DUI enforcement in Tennessee is a complex matter. No one wants to share the road with intoxicated drivers, but developing an effective method of policing the issue is complex and expensive.
A recent case involving a tragic crash in Mississippi has led legislators in Tennessee to consider changes to the state’s DUI law. The driver in that case was involved in a fatal crash at a time when he was already facing pending DUI charges.
Tennessee recently increased the penalties for aggravated vehicular homicide and now requires those charged with certain DUI-related offenses, who had a prior alcohol-related conviction, to wear a monitoring device in order to receive bail.
One legislator wants to ensure that law enforcement is able to see if a driver they have pulled over has any pending DUI charges in addition to convictions for alcohol-related charges on their record.
Seems like a simple matter, until you consider that there are hundreds of law enforcement agencies in the state, including the Tennessee State Highway Patrol, 96 county Sheriff’s departments, city police departments, like Chattanooga, Nashville and Memphis and down to small towns with only a handful of officers.
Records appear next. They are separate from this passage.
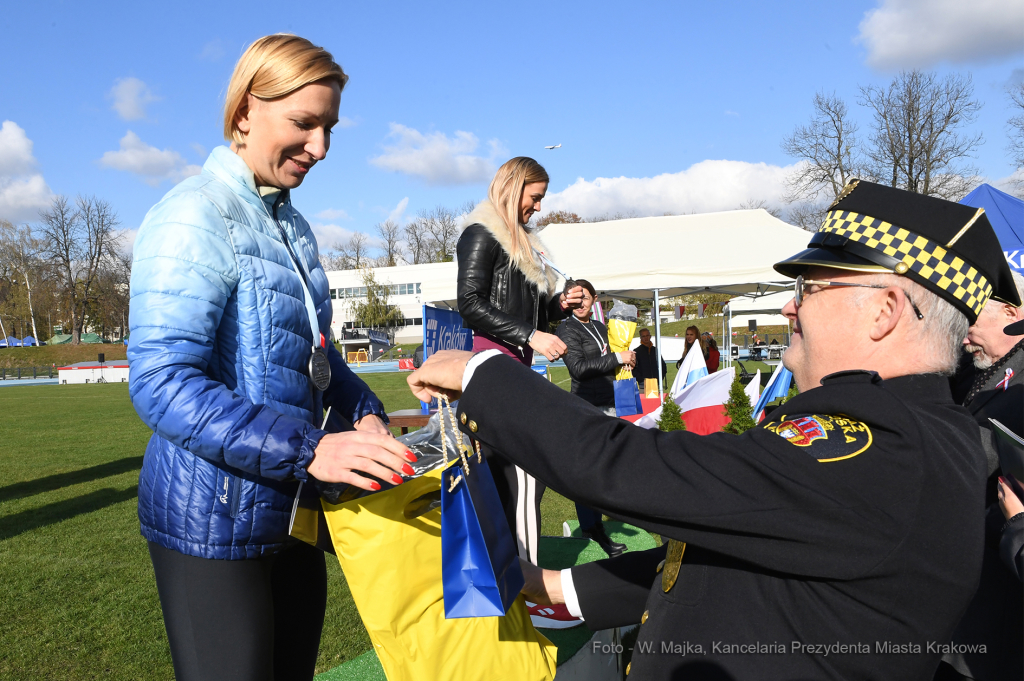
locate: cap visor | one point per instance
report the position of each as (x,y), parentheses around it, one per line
(826,257)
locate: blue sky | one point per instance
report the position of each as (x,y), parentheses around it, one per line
(659,107)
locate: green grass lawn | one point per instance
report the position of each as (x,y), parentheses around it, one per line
(77,593)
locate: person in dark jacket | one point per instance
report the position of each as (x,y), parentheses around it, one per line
(592,368)
(647,357)
(507,296)
(840,540)
(994,374)
(230,370)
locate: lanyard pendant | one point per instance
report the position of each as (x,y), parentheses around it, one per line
(320,369)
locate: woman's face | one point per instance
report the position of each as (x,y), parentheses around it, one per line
(285,137)
(531,196)
(586,304)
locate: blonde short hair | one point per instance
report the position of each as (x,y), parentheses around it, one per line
(506,195)
(272,67)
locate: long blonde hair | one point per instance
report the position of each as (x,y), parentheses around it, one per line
(505,194)
(272,67)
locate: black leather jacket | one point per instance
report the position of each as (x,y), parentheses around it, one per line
(494,296)
(592,374)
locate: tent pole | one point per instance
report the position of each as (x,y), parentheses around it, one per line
(657,342)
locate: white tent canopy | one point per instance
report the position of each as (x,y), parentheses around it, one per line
(765,309)
(729,252)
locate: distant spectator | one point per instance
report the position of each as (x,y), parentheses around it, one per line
(692,338)
(712,357)
(647,357)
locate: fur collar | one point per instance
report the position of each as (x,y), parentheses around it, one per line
(535,271)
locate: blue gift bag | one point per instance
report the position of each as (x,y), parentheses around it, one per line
(627,397)
(479,564)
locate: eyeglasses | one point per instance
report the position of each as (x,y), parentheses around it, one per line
(801,292)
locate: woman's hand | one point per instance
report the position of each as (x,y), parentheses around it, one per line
(549,345)
(341,457)
(572,299)
(372,423)
(1009,503)
(542,586)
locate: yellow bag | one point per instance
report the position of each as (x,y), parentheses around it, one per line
(620,337)
(390,551)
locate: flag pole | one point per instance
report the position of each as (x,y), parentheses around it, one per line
(657,343)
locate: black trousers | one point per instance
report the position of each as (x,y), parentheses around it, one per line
(246,620)
(520,495)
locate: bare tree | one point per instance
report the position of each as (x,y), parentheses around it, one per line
(442,224)
(419,242)
(829,150)
(78,240)
(918,143)
(355,251)
(1016,129)
(390,236)
(22,253)
(756,204)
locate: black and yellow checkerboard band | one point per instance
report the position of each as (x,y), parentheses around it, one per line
(926,258)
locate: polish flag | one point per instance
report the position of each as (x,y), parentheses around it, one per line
(702,405)
(693,369)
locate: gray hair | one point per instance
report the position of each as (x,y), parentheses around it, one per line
(942,331)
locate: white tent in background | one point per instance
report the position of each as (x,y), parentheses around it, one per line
(765,309)
(731,252)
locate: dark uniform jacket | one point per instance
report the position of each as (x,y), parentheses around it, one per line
(995,616)
(852,517)
(591,372)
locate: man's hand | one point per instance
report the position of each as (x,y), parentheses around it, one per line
(542,586)
(572,299)
(549,345)
(441,373)
(372,423)
(341,457)
(1009,503)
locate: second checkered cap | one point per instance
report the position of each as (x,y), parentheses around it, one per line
(948,248)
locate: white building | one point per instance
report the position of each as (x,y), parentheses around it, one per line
(412,286)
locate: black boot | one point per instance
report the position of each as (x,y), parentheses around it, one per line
(597,534)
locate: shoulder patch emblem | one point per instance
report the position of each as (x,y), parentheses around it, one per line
(826,437)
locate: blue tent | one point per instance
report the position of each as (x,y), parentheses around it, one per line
(1007,215)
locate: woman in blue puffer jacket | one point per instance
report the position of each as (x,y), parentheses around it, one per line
(229,368)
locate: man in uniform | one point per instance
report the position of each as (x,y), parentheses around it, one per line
(839,539)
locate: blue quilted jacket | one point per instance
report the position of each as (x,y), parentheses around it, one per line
(220,338)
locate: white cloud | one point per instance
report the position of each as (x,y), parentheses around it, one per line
(333,214)
(436,158)
(705,186)
(152,164)
(23,190)
(131,96)
(912,34)
(398,211)
(329,236)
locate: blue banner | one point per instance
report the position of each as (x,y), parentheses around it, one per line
(442,330)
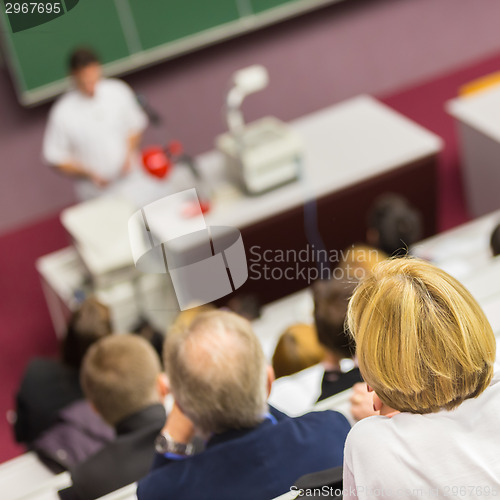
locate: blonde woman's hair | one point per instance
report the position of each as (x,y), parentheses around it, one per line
(422,341)
(218,372)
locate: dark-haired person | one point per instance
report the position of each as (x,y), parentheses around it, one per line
(495,241)
(49,385)
(122,379)
(94,130)
(393,225)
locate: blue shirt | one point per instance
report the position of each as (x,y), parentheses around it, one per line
(258,463)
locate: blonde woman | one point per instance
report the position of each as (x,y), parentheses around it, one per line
(427,351)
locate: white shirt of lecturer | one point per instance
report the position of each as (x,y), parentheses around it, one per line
(94,132)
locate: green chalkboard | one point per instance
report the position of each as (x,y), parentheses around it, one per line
(160,21)
(39,35)
(42,51)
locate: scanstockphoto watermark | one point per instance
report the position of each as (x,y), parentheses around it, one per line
(455,491)
(308,263)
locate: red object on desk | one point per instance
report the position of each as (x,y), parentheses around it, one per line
(156,162)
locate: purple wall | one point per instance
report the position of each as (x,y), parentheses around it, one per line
(373,46)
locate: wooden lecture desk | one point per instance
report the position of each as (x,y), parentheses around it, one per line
(354,151)
(478,124)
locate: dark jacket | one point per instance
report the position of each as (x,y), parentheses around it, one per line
(254,464)
(125,460)
(78,433)
(48,386)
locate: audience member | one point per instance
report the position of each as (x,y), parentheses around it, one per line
(220,381)
(121,377)
(426,349)
(330,308)
(495,241)
(337,371)
(393,225)
(49,385)
(297,348)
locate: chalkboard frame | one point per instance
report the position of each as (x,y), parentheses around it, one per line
(144,58)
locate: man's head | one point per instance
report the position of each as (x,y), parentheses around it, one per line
(393,224)
(87,325)
(297,349)
(218,373)
(331,299)
(85,69)
(121,376)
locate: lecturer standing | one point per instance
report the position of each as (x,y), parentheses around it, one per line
(94,130)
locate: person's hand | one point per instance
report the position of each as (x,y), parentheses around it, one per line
(179,426)
(362,402)
(127,165)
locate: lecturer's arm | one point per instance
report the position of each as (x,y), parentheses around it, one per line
(74,169)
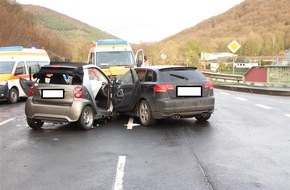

But for such a system to work, they all have to work together, and it has to be accurate and up-to-date in real time for it to be effective. This would mean the legislature would have to fund the hardware/software necessary to make it work and maintain it in perpetuity.
As for enhancing penalties, it has been shown with the “war on drugs,” that simply increasing penalties without taking into account the effect convictions and longer sentences will have on all elements of the issue is a recipe for an expensive and ineffective “solution.”